An engine is cooled by transferring energy from water to air. The warmed air is displaced upwards. As it rises its density falls away. That rising air cools via decompression and radiation. It loses the energy it gained from the cars radiator before it reaches an elevation of 10 km, a distance that be walked in an hour and twenty minutes. At that elevation 90% of the bulk of the atmosphere is beneath. The atmosphere is not a sink for energy. Never was and never will be. It very efficiently vents energy.

The land does not absorb energy to depth and by and large it loses that energy overnight.

The ocean is a sink for energy. It is where the air tends to descend in high pressure cells that are variably extensive and largely cloud free because the air is compressed as it descends, becomes warmer and its relative humidity falls away. The prime source of ascending air to feed the mid latitude high pressure cells over the oceans can be found in the near polar regions in winter where the partial pressure of ozone increases and especially so as the sun sinks to the horizon or disappears below it so that the quotient of ozone busting UV radiation is diminished. Ozone busting oxides of nitrogen descend from the mesosphere greatly influenced by waxing and waning solar phenomena. It’s the so called ‘polar cyclones’ associated with the presence of ozone at the elevation of the upper troposphere ad the jet stream that drive the high latitude ascent that feeds into the mid latitude descent driving change in cloud cover. In this manner the Earths energy budget is altered. The influences of man and the energy absorbing and warming influence of carbon dioxide and water vapour are insignificant and minor players, if players they be at all, in the grand scheme of things.

Bico2639's avatar

The West’s narcissism of small differences has directly led to the geopolitical tensions of the world today …..

TTanh's avatar

Australia just needs to leverage its natural advantages. It should be expanding the development of natural gas which is abundant in states including NSW and offshore Victoria despite their self-inflicted shortages. We should use this as a bridge fuel over the next 10 to 15 years to build out a domestic nuclear industry to take advantage of our vast uranium reserves. This will be our zero emissions baseload replacing coal. Renewables, we have plenty of sun (sometimes) backed by natural gas peakers will then handle the variable demand. It’s pretty simple.

https://open.substack.com/pub/doomberg/p/the-exception-that-proves-the-rule-7fb?r=2016sf&utm_medium=ios

Will Liley's avatar

Simple in concept maybe, but ruinously difficult politically (as it is everywhere).
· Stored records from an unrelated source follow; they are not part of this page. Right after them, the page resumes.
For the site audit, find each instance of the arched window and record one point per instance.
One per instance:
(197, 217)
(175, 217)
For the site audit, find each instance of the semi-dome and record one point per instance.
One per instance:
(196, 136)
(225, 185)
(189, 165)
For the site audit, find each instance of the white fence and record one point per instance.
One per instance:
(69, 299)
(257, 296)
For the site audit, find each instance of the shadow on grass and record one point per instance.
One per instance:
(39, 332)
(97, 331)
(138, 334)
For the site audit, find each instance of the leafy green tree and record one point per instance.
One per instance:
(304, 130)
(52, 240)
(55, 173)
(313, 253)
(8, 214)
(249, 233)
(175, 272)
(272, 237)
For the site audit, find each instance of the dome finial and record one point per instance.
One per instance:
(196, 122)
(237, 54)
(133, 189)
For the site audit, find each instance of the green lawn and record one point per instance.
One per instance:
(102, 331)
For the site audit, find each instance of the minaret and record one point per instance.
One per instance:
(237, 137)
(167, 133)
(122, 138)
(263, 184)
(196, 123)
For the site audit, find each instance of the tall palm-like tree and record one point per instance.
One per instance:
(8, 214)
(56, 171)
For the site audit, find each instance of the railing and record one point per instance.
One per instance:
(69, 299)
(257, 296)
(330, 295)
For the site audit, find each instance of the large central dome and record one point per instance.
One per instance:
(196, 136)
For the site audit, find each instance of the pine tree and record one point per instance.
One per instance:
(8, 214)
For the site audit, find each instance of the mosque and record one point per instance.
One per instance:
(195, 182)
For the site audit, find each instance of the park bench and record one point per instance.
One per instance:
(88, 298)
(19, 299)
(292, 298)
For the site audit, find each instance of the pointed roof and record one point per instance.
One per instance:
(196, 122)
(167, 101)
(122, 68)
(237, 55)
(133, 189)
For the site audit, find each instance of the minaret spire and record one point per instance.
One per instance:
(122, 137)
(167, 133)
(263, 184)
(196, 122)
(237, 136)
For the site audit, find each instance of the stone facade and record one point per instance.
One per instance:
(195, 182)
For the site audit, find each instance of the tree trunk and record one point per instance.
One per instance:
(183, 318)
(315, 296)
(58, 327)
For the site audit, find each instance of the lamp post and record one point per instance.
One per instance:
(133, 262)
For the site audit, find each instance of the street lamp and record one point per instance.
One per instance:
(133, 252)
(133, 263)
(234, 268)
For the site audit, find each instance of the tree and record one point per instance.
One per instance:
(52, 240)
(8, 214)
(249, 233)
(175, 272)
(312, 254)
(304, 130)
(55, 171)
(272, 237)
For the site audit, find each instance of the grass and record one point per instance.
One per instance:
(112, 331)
Still, IF - if! - the politicians could stop lying to themselves and to us and embrace a bi- partisan multi-generational plan, Australia could actually pull this off. It has abundant energy sources, lots of space, lots of coal and gas to bridge the transition, and could have a mine-to-waste reprocessing total nuclear cycle: to achieve a net zero economy. Think they will be that sensible? No, me neither.

Rossini's avatar

Cannot understand why we have to reduce our emissions!
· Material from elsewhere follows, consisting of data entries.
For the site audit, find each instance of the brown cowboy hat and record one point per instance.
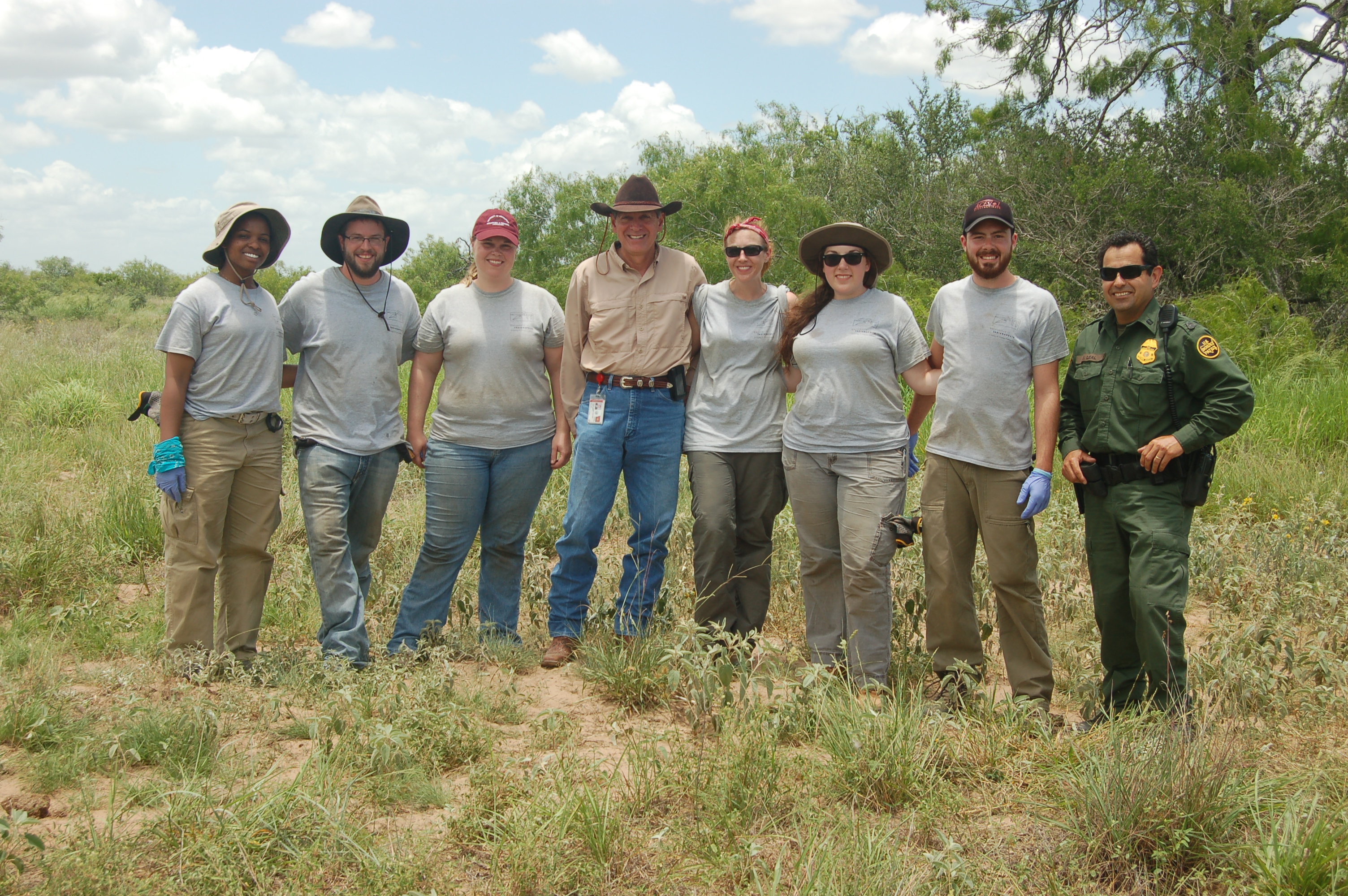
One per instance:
(363, 207)
(215, 254)
(638, 194)
(844, 233)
We do not have a problem with air pollution in Australia.

As a country we are/have been wealthy but with this net zero addiction we will be broke in no time at all.

We have been transferring our wealth to China in exchange for crap from Temu!

TTanh's avatar

If only we could go back to the not too distant past when engineers, chemists and physicists designed energy systems and not politicians.